This does not mean that our efforts are worthless or sinful. In reminding the Ephesians of the foundational truths of the gospel, Paul writes, “for we are his workmanship, created in Christ Jesus for good works, which God prepared beforehand, that we should walk in them (Ephesians 2:10).” Work is an integral part of our lives. It is an opportunity to bring glory to the one who pronounces us valuable. But when we try to use that same work to prove our value outside of him instead, it fails to do what it was meant to do. Simply put, we’re taking something meant to glorify God and we’re using it to glorify ourselves instead.

Remembering The Sabbath

When God rehashes the ten commandments with the Israelites before they enter the Promised Land in Deuteronomy 5, he reminds them:

“You shall remember that you were a slave in the land of Egypt, and the Lord your God brought you out from there with a mighty hand and an outstretched arm. Therefore the Lord your God commanded you to keep the Sabbath day.”In other words, God is saying, “you wouldn’t even be here if it weren’t for me.”

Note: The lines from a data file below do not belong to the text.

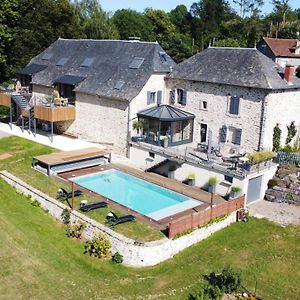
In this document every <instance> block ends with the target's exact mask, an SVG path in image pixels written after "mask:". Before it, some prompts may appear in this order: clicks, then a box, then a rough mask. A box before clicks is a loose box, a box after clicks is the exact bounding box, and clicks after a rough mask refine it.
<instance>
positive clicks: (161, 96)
mask: <svg viewBox="0 0 300 300" xmlns="http://www.w3.org/2000/svg"><path fill="white" fill-rule="evenodd" d="M161 102H162V91H157V104H161Z"/></svg>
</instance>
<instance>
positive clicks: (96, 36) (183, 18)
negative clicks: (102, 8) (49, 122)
mask: <svg viewBox="0 0 300 300" xmlns="http://www.w3.org/2000/svg"><path fill="white" fill-rule="evenodd" d="M263 2H264V0H234V1H232V2H231V3H232V4H233V5H234V6H231V5H230V4H229V2H228V1H226V0H200V1H197V2H194V3H193V4H192V5H191V7H190V8H188V7H186V6H185V5H178V6H176V7H174V9H172V10H171V11H170V12H169V13H167V12H165V11H163V10H156V9H151V8H148V9H145V11H144V12H137V11H135V10H131V9H121V10H117V11H116V12H115V13H114V14H113V15H112V14H111V13H109V12H107V11H105V10H103V9H102V7H101V5H100V4H99V2H98V0H75V1H74V0H73V1H71V0H39V1H35V0H1V1H0V71H1V72H0V82H2V81H4V80H7V79H9V78H11V77H12V76H14V74H15V72H16V70H17V69H18V68H20V67H22V66H24V65H25V64H27V63H28V62H29V61H30V59H31V58H32V57H34V56H35V55H37V54H38V53H40V52H41V51H43V50H44V49H45V48H47V47H48V46H49V45H50V44H51V43H53V42H54V41H55V40H56V39H57V38H59V37H61V38H89V39H123V40H127V39H129V38H130V37H137V38H139V39H140V40H142V41H152V42H154V41H158V42H159V43H160V44H161V45H162V47H163V48H164V49H165V50H166V51H167V52H168V53H169V54H170V55H171V56H172V57H173V59H174V60H175V61H177V62H180V61H182V60H184V59H186V58H188V57H189V56H191V55H193V54H195V53H196V52H198V51H200V50H203V49H204V48H206V47H208V46H209V45H215V46H226V47H227V46H230V47H253V46H255V44H256V42H258V41H259V40H260V38H261V37H262V36H270V37H282V38H296V37H298V35H299V32H300V9H295V10H292V9H291V7H290V5H289V4H290V0H272V5H273V11H272V12H271V13H269V14H268V15H264V16H263V15H262V14H261V11H260V8H261V5H262V4H263ZM235 9H236V10H235Z"/></svg>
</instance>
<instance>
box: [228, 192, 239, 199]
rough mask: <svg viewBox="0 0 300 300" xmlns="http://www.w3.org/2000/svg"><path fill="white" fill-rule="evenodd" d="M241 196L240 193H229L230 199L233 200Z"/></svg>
mask: <svg viewBox="0 0 300 300" xmlns="http://www.w3.org/2000/svg"><path fill="white" fill-rule="evenodd" d="M240 195H241V192H230V195H229V197H230V199H235V198H237V197H239V196H240Z"/></svg>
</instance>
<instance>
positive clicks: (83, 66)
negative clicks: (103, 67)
mask: <svg viewBox="0 0 300 300" xmlns="http://www.w3.org/2000/svg"><path fill="white" fill-rule="evenodd" d="M93 61H94V58H91V57H86V58H85V59H84V61H83V62H82V64H81V67H90V66H91V65H92V63H93Z"/></svg>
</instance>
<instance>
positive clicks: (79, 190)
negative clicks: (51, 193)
mask: <svg viewBox="0 0 300 300" xmlns="http://www.w3.org/2000/svg"><path fill="white" fill-rule="evenodd" d="M80 195H82V191H80V190H76V191H74V197H77V196H80ZM70 198H72V192H67V191H66V190H65V189H64V188H60V189H59V190H58V192H57V199H62V200H66V199H70Z"/></svg>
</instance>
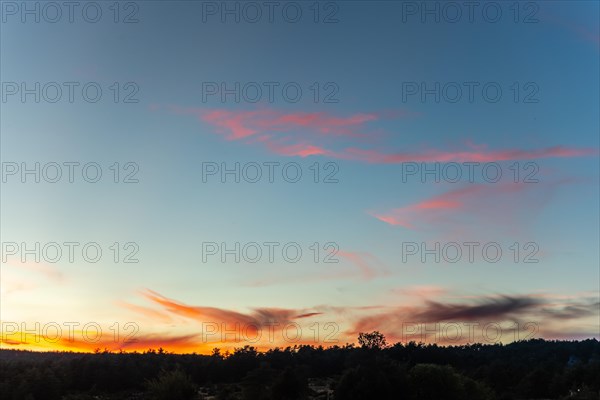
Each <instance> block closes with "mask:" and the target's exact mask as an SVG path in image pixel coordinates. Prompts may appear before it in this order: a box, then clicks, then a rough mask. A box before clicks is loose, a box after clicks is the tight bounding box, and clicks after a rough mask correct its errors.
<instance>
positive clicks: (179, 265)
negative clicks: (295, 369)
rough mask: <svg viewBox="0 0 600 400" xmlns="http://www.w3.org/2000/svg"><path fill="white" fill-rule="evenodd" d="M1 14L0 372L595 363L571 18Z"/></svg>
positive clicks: (482, 5) (540, 11)
mask: <svg viewBox="0 0 600 400" xmlns="http://www.w3.org/2000/svg"><path fill="white" fill-rule="evenodd" d="M1 12H2V14H1V18H2V20H1V29H0V58H1V59H0V68H1V69H0V81H1V84H2V88H1V89H2V92H1V97H2V98H1V103H0V107H1V110H0V117H1V118H0V145H1V150H0V156H1V162H2V182H1V194H0V216H1V226H0V235H1V242H2V260H1V261H2V265H1V270H0V271H1V276H0V278H1V279H0V284H1V294H0V320H1V322H2V337H1V338H0V346H1V348H11V349H30V350H73V351H93V350H94V349H97V348H99V349H104V348H106V349H108V350H110V351H119V350H123V351H136V350H138V351H141V350H146V349H148V348H158V347H162V348H164V349H166V350H168V351H173V352H183V353H191V352H197V353H210V351H211V350H212V349H213V348H214V347H220V348H222V349H234V348H237V347H242V346H245V345H252V346H255V347H257V348H259V349H261V350H265V349H268V348H273V347H286V346H294V345H301V344H311V345H322V346H326V347H327V346H332V345H344V344H346V343H354V342H356V338H357V336H358V333H360V332H370V331H374V330H377V331H380V332H382V333H384V334H385V335H386V337H387V339H388V342H390V343H394V342H398V341H400V342H406V341H410V340H415V341H422V342H426V343H432V342H435V343H438V344H442V345H452V344H463V343H473V342H483V343H496V342H502V343H508V342H511V341H514V340H522V339H529V338H545V339H569V340H570V339H584V338H592V337H595V338H600V298H599V290H600V270H599V265H600V260H599V248H598V243H599V239H600V237H599V236H600V235H599V226H600V225H599V221H600V220H599V218H600V216H599V212H598V211H599V207H598V204H599V186H598V182H599V168H598V166H599V158H598V157H599V135H598V132H599V131H600V126H599V121H600V119H599V115H598V114H599V111H598V110H599V109H600V107H599V106H600V104H599V93H600V90H599V88H600V82H599V76H600V74H599V68H600V66H599V58H600V54H599V51H600V35H599V16H600V14H599V13H600V7H599V5H598V3H597V2H594V1H569V2H565V1H545V2H518V3H517V2H488V1H484V2H478V3H476V4H474V5H471V3H468V4H467V3H464V2H449V3H448V2H436V1H427V2H411V1H402V2H393V1H337V2H330V1H319V2H316V1H311V0H309V1H295V2H289V1H278V2H263V1H258V2H235V1H227V2H220V1H216V2H215V1H169V2H167V1H131V2H120V3H114V2H110V1H96V2H86V1H81V2H74V3H68V4H64V3H63V2H49V3H44V2H35V1H29V2H11V1H2V2H1Z"/></svg>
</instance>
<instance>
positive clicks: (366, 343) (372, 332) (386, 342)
mask: <svg viewBox="0 0 600 400" xmlns="http://www.w3.org/2000/svg"><path fill="white" fill-rule="evenodd" d="M358 344H360V345H361V346H362V347H364V348H367V349H370V350H373V349H376V350H380V349H383V348H384V347H386V346H387V341H386V340H385V336H384V335H383V334H382V333H380V332H378V331H373V332H370V333H362V332H361V333H359V334H358Z"/></svg>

Before the exodus, the Israelites were helpless slaves. Their lives were nothing more than expendable commodities to the Egyptians. Their work was the only way to justify their existence.

Despite the oppression, they didn’t plan an insurrection against their captors or wage war. When they were at the banks of the Red Sea and the Egyptian army was barreling towards them, Moses told the people in Exodus 14, “The Egyptians whom you see today, you shall never see again. The Lord will fight for you, and you have only to be silent.”

God brought the greatest military of that time to its knees to rescue the people he had called out as his own. Surely a God who can do that can make sure they still eat on a day when they don’t work for it. The Sabbath served as an ongoing recognition of that truth. Their rest was a declaration of dependence and an act of worship toward the God who had saved them.

Similarly, a God who is powerful enough to speak creation into existence and loving enough to rescue you from your own sin can surely be trusted to provide for your most basic needs. He didn’t need the Israelites’ efforts to save them from the Egyptians. He didn’t need your efforts to save you from your sin. He certainly doesn’t need your efforts to provide a life that has meaning and value.

Simply put, God is sovereign and you are not. You are limited in energy and time and strength. He is not. Rest is the active recognition of this truth. There will always be new expectations on your life. There will always be more projects, more emails, and more goals. There will always be new ways to measure your worth. But these demands pale in comparison to our Savior who says, “come to me and I will give you rest.”